In the first place, the Lord Ordinary holds that imprisonment in the sense of the statute is not competent when the debtor is under personal protection. That has never been decided, and I give no opinion upon it. His Lordship holds, in the next place, that imprisonment is not competent when the debtor is under personal protection but can offer no evidence to the messenger that he is protected. On that also I offer no opinion. But he also held further that a duly executed charge with flight will not constitute notour bankruptcy, if imprisonment, in his sense of imprisonment, is not competent at the time the charge is given. And on this too I give no opinion. But the Lord Ordinary goes further, and must go further, and holds that a duly executed charge with flight from diligence will not make notour bankruptcy if after the flight the debtor obtains personal protection. Now, as regards this last proposition, I am prepared to give a very decided opinion, and to hold that a duly executed charge concurring with insolvency and a flight from diligence will constitute notour bankruptcy, although afterwards the debtor may obtain personal protection. These are the facts here; and therefore I think the Lord Ordinary's interlocutor should be recalled.

Lord Deas, Lord Mure, and Lord Shand concurred.

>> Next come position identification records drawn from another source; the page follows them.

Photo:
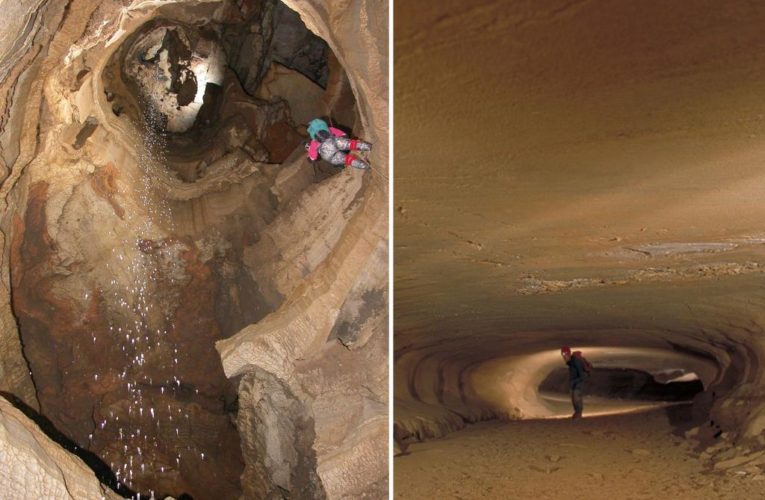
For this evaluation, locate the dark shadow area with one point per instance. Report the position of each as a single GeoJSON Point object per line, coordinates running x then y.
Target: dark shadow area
{"type": "Point", "coordinates": [102, 471]}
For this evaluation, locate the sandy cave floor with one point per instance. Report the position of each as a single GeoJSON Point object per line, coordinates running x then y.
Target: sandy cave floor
{"type": "Point", "coordinates": [633, 456]}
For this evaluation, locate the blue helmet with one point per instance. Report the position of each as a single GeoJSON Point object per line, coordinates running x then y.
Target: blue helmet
{"type": "Point", "coordinates": [316, 125]}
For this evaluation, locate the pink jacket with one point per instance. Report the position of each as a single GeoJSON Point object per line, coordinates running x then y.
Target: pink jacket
{"type": "Point", "coordinates": [313, 149]}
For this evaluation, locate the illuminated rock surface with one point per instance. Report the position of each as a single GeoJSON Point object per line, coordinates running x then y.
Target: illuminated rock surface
{"type": "Point", "coordinates": [585, 174]}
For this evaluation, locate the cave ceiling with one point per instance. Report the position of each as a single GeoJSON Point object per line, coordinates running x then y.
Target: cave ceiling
{"type": "Point", "coordinates": [582, 168]}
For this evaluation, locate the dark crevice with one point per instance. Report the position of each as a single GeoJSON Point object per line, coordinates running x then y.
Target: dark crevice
{"type": "Point", "coordinates": [102, 471]}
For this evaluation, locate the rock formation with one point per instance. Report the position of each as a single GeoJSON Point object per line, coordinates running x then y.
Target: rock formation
{"type": "Point", "coordinates": [586, 174]}
{"type": "Point", "coordinates": [157, 202]}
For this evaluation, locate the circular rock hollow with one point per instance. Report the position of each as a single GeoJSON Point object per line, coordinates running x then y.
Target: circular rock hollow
{"type": "Point", "coordinates": [180, 212]}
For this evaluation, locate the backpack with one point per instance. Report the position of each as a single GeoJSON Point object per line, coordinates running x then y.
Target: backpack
{"type": "Point", "coordinates": [586, 364]}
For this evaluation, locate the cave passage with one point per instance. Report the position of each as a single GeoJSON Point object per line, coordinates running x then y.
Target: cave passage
{"type": "Point", "coordinates": [586, 174]}
{"type": "Point", "coordinates": [161, 258]}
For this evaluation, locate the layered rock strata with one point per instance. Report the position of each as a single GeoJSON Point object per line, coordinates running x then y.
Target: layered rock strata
{"type": "Point", "coordinates": [137, 235]}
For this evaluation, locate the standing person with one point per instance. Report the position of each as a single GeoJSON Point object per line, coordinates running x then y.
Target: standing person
{"type": "Point", "coordinates": [331, 144]}
{"type": "Point", "coordinates": [576, 376]}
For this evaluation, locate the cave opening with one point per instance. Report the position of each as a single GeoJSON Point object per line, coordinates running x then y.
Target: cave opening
{"type": "Point", "coordinates": [627, 384]}
{"type": "Point", "coordinates": [119, 334]}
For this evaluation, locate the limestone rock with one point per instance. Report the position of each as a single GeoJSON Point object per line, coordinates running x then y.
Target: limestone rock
{"type": "Point", "coordinates": [33, 466]}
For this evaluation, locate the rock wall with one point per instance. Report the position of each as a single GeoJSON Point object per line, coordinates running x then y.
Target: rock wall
{"type": "Point", "coordinates": [33, 466]}
{"type": "Point", "coordinates": [129, 252]}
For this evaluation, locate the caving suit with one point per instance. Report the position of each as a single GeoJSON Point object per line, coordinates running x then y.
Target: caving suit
{"type": "Point", "coordinates": [576, 376]}
{"type": "Point", "coordinates": [331, 144]}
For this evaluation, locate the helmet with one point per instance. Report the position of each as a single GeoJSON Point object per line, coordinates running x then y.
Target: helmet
{"type": "Point", "coordinates": [315, 125]}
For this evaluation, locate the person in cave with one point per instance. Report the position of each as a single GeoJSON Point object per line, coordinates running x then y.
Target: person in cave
{"type": "Point", "coordinates": [334, 146]}
{"type": "Point", "coordinates": [577, 375]}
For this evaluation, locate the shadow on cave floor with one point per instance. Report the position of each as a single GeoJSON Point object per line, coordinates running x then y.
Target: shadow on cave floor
{"type": "Point", "coordinates": [634, 455]}
{"type": "Point", "coordinates": [102, 471]}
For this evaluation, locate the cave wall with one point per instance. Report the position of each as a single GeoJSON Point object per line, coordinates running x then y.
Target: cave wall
{"type": "Point", "coordinates": [91, 250]}
{"type": "Point", "coordinates": [593, 179]}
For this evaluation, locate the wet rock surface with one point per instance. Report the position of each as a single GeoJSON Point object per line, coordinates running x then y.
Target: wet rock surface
{"type": "Point", "coordinates": [133, 245]}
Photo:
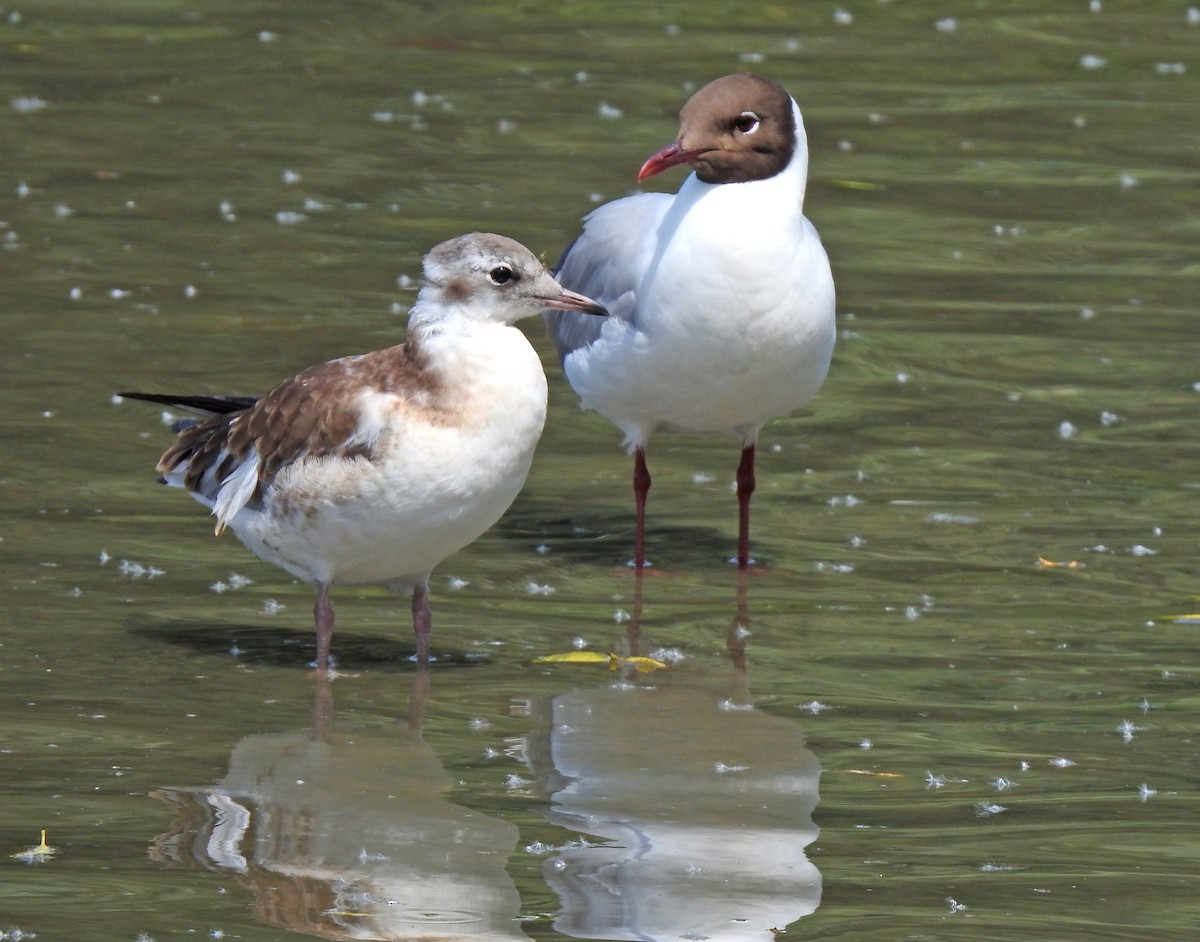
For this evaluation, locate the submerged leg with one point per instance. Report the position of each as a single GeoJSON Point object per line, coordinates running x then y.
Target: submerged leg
{"type": "Point", "coordinates": [745, 487]}
{"type": "Point", "coordinates": [641, 487]}
{"type": "Point", "coordinates": [323, 617]}
{"type": "Point", "coordinates": [423, 621]}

The Court recalled the interlocutor of the Lord Ordinary, and remitted to his Lordship to award sequestration of the estates of A. Simpson & Company, and of William Macadam as a partner thereof, and to proceed further in the sequestration in terms of the statute.

Counsel:

Counsel for Petitioners (Reclaimers) — Asher — Jameson. Agents— J. & F. Anderson, W. S.

Counsel for James & Others— Kinnear— J. P. B. Robertson. Agents— Webster, Will, & Ritchie, S.S.C.

Counsel for Macadam— M'Kechnie— Dickson. Agents— J. &c A. Hastie, S.S.C.